The second part of the book, “Biological Plasticity: Two Ways to Explain Variation,” proposes a way of distinguishing between different phenomena described by the term plasticity. The first approach concerns cases where the concept of plasticity is used by biologists to refer to phenomena that explain developmental or physiological variation (Chapter 6, “Biological Plasticity, an Explanans in Developmental Process”). The second concerns cases where the concept is used to account for phenomena that are specifically subject to natural selection and are therefore understood from an evolutionary perspective (Chapter 8 “Biological Plasticity, an Explanandum in Evolutionary Process”). It should be noted that an explanans is a collection of propositions that, taken together, explain another proposition (the explanandum). This approach underscored that the study has a philosophical foundation. Between the explanans and explanandum is Chapter 7, which frames a question biologists wrestle with, “Biological Plasticity, a Synonym for Biological Regulation?”
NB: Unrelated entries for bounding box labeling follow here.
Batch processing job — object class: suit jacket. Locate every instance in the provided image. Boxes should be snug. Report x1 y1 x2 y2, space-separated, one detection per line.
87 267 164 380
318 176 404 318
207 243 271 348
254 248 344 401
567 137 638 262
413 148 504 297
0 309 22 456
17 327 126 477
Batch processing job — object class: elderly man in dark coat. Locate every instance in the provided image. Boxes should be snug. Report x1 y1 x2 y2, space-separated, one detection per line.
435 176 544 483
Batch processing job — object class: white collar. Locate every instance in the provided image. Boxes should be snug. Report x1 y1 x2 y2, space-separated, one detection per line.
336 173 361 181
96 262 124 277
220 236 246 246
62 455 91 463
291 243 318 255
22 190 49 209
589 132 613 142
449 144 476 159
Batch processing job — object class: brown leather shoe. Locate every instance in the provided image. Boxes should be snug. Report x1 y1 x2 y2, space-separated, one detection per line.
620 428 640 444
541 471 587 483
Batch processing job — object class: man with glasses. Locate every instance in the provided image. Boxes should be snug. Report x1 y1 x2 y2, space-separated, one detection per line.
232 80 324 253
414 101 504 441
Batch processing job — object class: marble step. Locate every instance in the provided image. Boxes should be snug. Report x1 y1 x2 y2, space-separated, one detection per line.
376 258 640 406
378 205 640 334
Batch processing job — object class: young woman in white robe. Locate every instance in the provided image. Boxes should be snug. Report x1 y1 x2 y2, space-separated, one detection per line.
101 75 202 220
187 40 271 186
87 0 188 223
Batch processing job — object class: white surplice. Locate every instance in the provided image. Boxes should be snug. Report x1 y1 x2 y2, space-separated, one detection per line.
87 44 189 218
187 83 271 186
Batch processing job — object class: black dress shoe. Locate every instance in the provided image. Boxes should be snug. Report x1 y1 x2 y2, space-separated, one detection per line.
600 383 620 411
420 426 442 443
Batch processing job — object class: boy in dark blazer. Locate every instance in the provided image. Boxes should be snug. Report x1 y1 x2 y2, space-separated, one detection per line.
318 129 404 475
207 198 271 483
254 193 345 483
Chapter 9, “Plasticity in the Evolutionary Developmental Synthesis: Toward an Integration of Explanations?” is perhaps the strongest chapter in the book. Nicoglou attempts to offer a synthesis and therefore weighs how biologists have begun to qualify the importance of genetic information relative to other factors such as the environment and developmental factors. This evo-devo framework was effectively presented because the author expands beyond the theoretical qualification element and includes more experimental approaches.
By Chapter 10, “Plasticity in the Life Sciences: Resistance or Recurrence,” the discussion has confirmed that the plasticity debate is lively and ongoing. In this last chapter, Nicoglou concludes that a unified and coherent synthesis is possible even if the questions philosophers ask about plasticity are not resolved so much as they are reframed over the course of time. Admittedly, I don’t think I would state it that way. Although many of the theoretical ideas of concern in developmental biology, embryology, genetics, evolution and their synthesis are recurring, I nonetheless think that we currently know move about living systems than earlier epochs did, as is evident in research ranging from studies on congenital disorders to topics like neuroplasticity. I also think that technological innovations have given a multi-dimensional perspective to theoretical debates. So, there is indeed a continual reframing of the debates in the light of new knowledge that makes it challenging to maintain a coherent synthesis.
References
[1] Skipper, M., Weiss, U., & Gray, N. (2010). Plasticity. Nature, 465(7299), 703-703. https://doi.org/10.1038/465703a.
[2] Huxley, Julian. Evolution: The Modern Synthesis. G. Allen & Unwin Ltd, 1942.